Saying it invalidates the findings sounds like being too hard on the paper. Their approach may not be the best, but that doesn’t mean it’s not valid. I sent you a DM @FurlanLeo
Edit: just noticed the Q was addressed to FH, sorry for stepping in
Hi Dr. Harrell, following up after the RMS 2025 course. During our discussion of random intercepts in Ch. 7, I recall you mentioning that adding a high number of random intercepts to the model was problematic because it would drastically inflate the df of the model. A while ago, I worked through a stackexchange thread (https://stats.stackexchange.com/questions/242759/calculate-random-effect-predictions-manually-for-a-linear-mixed-model) where random intercepts are computed as a function of the residual variance, variance of the random intercept, and the residuals from the fixed effect component. My reading of this is that there is basically only one additional parameter being estimated for the random intercept, am I misunderstanding the computation of random intercepts and the impact on model parsimony?

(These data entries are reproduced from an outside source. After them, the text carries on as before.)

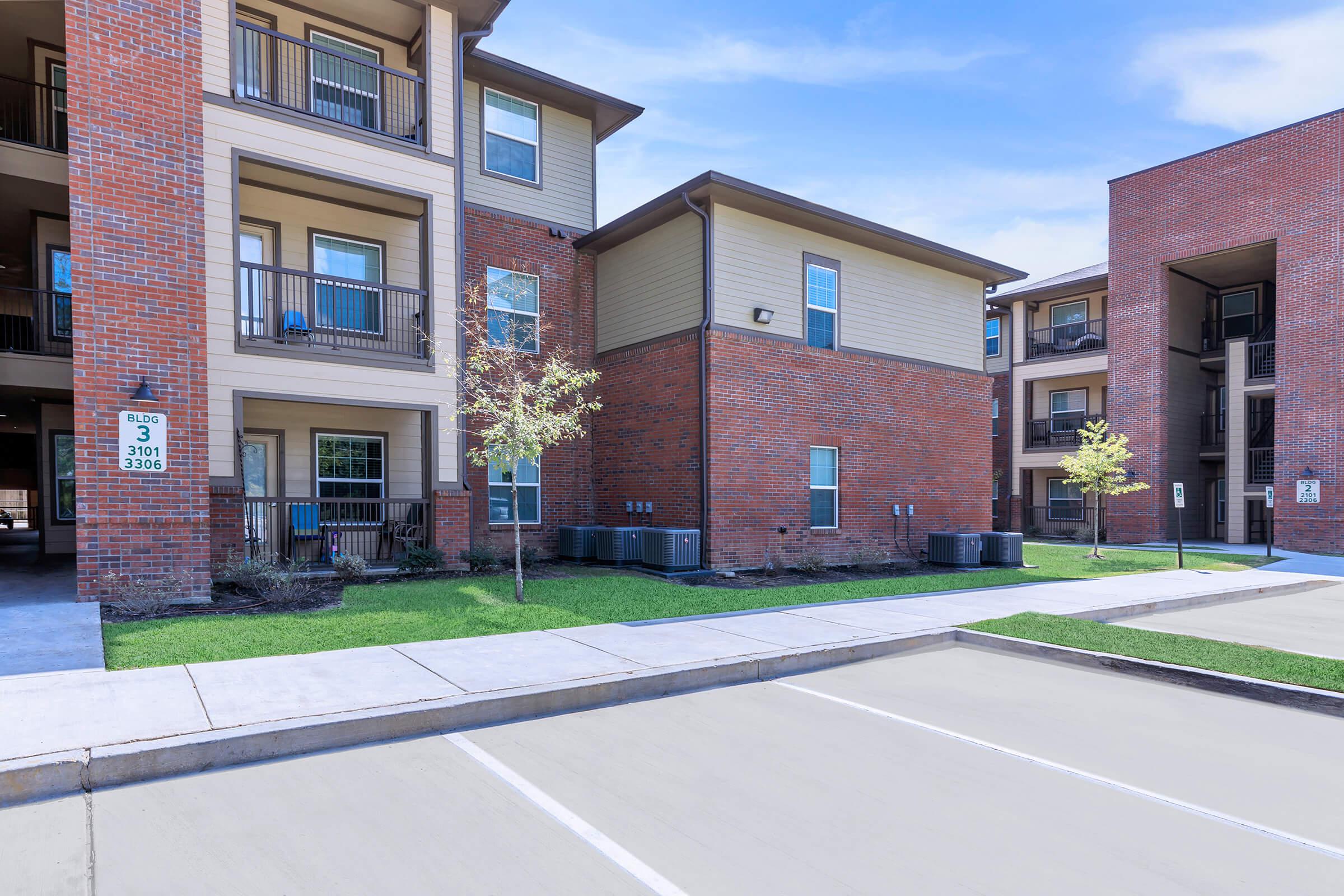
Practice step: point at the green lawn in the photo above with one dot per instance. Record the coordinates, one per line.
(1179, 649)
(429, 610)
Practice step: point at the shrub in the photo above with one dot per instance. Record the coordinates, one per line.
(350, 567)
(138, 595)
(422, 559)
(811, 562)
(869, 558)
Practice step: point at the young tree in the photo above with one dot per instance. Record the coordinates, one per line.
(1100, 468)
(518, 399)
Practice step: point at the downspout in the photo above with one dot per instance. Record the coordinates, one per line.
(460, 225)
(707, 292)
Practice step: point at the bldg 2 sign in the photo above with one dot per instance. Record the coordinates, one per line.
(143, 441)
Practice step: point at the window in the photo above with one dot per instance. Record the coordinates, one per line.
(529, 493)
(1066, 501)
(992, 328)
(64, 476)
(350, 466)
(346, 305)
(512, 308)
(343, 88)
(511, 136)
(1067, 410)
(825, 488)
(823, 293)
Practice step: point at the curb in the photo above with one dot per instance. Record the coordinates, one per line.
(85, 770)
(1275, 692)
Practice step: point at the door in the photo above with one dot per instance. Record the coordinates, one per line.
(261, 479)
(256, 246)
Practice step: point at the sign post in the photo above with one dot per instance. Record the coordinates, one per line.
(1269, 520)
(1179, 494)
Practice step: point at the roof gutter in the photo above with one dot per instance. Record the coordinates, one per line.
(707, 296)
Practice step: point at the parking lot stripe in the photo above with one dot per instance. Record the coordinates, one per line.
(1079, 773)
(590, 834)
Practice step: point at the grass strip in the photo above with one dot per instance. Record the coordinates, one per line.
(1177, 649)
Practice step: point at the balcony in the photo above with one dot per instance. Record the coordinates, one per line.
(281, 307)
(324, 82)
(34, 115)
(1060, 432)
(35, 321)
(1066, 339)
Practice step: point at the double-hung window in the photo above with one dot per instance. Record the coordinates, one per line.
(529, 492)
(340, 304)
(350, 466)
(343, 85)
(823, 297)
(512, 304)
(1066, 501)
(992, 331)
(512, 136)
(825, 488)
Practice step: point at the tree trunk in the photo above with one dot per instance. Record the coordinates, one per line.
(518, 540)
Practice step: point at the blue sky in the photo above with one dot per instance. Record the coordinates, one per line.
(984, 125)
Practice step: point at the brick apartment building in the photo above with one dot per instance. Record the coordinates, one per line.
(256, 221)
(1211, 339)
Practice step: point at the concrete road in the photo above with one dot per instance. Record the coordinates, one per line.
(1307, 622)
(952, 770)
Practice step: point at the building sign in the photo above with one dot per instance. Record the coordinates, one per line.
(143, 441)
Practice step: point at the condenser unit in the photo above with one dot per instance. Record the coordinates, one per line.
(619, 544)
(671, 550)
(953, 550)
(578, 542)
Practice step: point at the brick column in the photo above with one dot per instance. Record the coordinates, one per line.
(139, 308)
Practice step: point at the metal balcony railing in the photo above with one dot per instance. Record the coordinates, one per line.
(299, 308)
(1066, 339)
(320, 81)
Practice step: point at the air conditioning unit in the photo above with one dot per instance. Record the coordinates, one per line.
(671, 550)
(1000, 548)
(953, 550)
(619, 544)
(578, 542)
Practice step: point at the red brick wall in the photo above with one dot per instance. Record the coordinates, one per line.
(138, 225)
(647, 437)
(566, 307)
(1282, 186)
(908, 433)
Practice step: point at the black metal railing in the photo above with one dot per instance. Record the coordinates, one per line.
(35, 115)
(321, 81)
(1063, 520)
(1058, 432)
(300, 308)
(316, 530)
(35, 321)
(1066, 339)
(1213, 430)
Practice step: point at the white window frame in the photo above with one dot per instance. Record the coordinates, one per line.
(314, 80)
(835, 504)
(491, 483)
(998, 336)
(535, 316)
(534, 144)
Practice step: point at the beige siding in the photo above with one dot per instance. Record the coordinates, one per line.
(652, 285)
(566, 169)
(888, 304)
(297, 421)
(230, 370)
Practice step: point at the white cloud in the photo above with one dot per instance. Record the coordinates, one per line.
(1250, 77)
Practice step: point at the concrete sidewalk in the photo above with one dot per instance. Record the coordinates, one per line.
(78, 711)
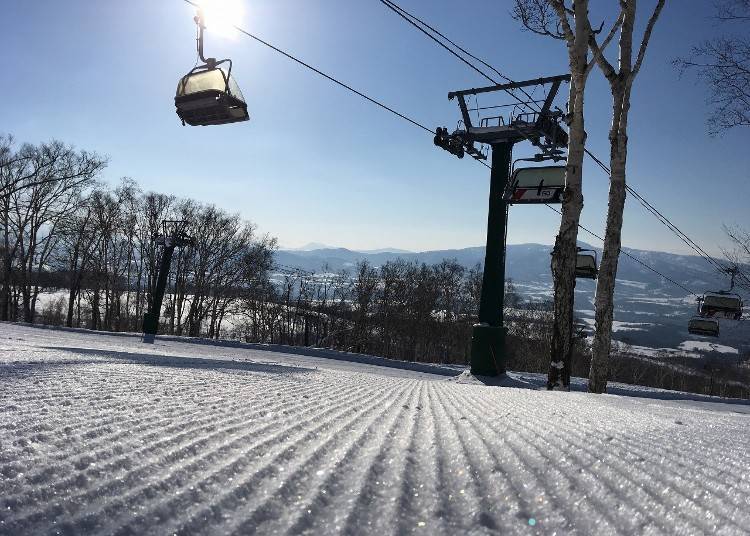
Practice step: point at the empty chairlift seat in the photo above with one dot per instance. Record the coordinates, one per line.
(721, 305)
(544, 184)
(703, 326)
(208, 96)
(586, 264)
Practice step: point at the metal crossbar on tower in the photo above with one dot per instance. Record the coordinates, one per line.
(543, 129)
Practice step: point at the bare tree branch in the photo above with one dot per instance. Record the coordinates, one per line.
(646, 38)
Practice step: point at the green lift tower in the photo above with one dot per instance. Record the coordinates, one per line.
(540, 126)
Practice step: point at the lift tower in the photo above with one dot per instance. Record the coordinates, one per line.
(174, 236)
(542, 128)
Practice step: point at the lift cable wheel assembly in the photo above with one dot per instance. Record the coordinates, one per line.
(542, 128)
(208, 94)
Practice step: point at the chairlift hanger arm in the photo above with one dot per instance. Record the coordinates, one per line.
(551, 96)
(514, 85)
(464, 111)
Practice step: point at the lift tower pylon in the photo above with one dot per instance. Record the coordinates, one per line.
(542, 128)
(174, 236)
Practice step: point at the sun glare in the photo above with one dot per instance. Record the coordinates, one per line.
(221, 16)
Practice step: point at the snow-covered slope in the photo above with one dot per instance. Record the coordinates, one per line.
(102, 434)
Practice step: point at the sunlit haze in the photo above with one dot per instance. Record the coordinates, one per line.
(316, 163)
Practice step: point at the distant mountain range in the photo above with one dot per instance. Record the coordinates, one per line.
(526, 263)
(652, 309)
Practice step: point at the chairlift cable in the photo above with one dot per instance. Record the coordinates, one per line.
(324, 75)
(636, 259)
(420, 25)
(423, 127)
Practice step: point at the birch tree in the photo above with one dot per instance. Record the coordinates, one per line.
(621, 84)
(568, 22)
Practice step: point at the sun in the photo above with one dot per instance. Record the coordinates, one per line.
(222, 16)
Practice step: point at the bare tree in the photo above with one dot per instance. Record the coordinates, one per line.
(621, 84)
(723, 64)
(568, 22)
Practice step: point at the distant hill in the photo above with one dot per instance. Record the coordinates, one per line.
(651, 311)
(526, 263)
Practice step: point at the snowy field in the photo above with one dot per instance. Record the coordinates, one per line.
(101, 434)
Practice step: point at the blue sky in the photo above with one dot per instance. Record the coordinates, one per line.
(318, 164)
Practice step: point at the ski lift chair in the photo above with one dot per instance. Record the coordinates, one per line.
(209, 95)
(586, 265)
(543, 184)
(699, 325)
(721, 305)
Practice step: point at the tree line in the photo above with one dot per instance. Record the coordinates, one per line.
(97, 246)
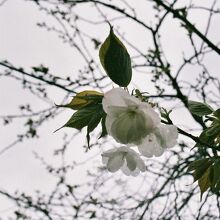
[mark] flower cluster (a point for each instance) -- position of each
(134, 123)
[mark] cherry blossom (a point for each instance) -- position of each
(123, 158)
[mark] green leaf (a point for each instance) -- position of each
(215, 177)
(115, 60)
(213, 130)
(205, 140)
(94, 121)
(217, 113)
(199, 109)
(204, 182)
(83, 99)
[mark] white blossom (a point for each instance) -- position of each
(154, 144)
(125, 159)
(128, 119)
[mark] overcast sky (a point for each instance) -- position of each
(25, 44)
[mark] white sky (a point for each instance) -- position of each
(26, 45)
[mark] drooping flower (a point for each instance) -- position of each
(125, 159)
(128, 119)
(154, 144)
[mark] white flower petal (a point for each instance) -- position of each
(167, 135)
(150, 147)
(115, 162)
(125, 159)
(131, 162)
(114, 97)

Only one variance parameter is estimated but n random effects are estimated where n is the number of subjects. When the variance is not large, the effective number of random effects is less than n due to their shrinkage. Expect a large number of effective d.f. and convergence problems when within-subject correlations are very high and there is a diversity across subjects.
This question is regarding the choice of time variable—whether to model time at a finer resolution (days) or at a higher level (years)..
I am analyzing data for a study where the goal is to analyze the duration of medication use before and after intervention, how the trend in medication use changed before and after intervention.
I am not in favor of using time as years (1 or 2) before or after intervention. I prefer using
time in days(-680, -661, -258, 534 etc…
I am confident that using time in days is the right approach, I like some help understanding
a) why time(days) is better than time(years) also
b) if using time(days) would change the interpretation in anyway ?
Years is OK as long as it is year + fraction of a year. Otherwise you would be losing too much resolution / information and in some cases not be able to tell which even occurred before some other event.
Blood pressure studies never categorize blood pressure. You can treat continuous blood pressure as ordinal to avoid distributional assumptions and add robustness.
There is no amount of noise that makes categorization work better than using the raw noisy data. I have a simple interactive simulation program demonstrating this. As Cohen (of Cohen’s d) said, categorization turns a quantitative error into a qualitative error. A measurement error can make the category be off by 100%.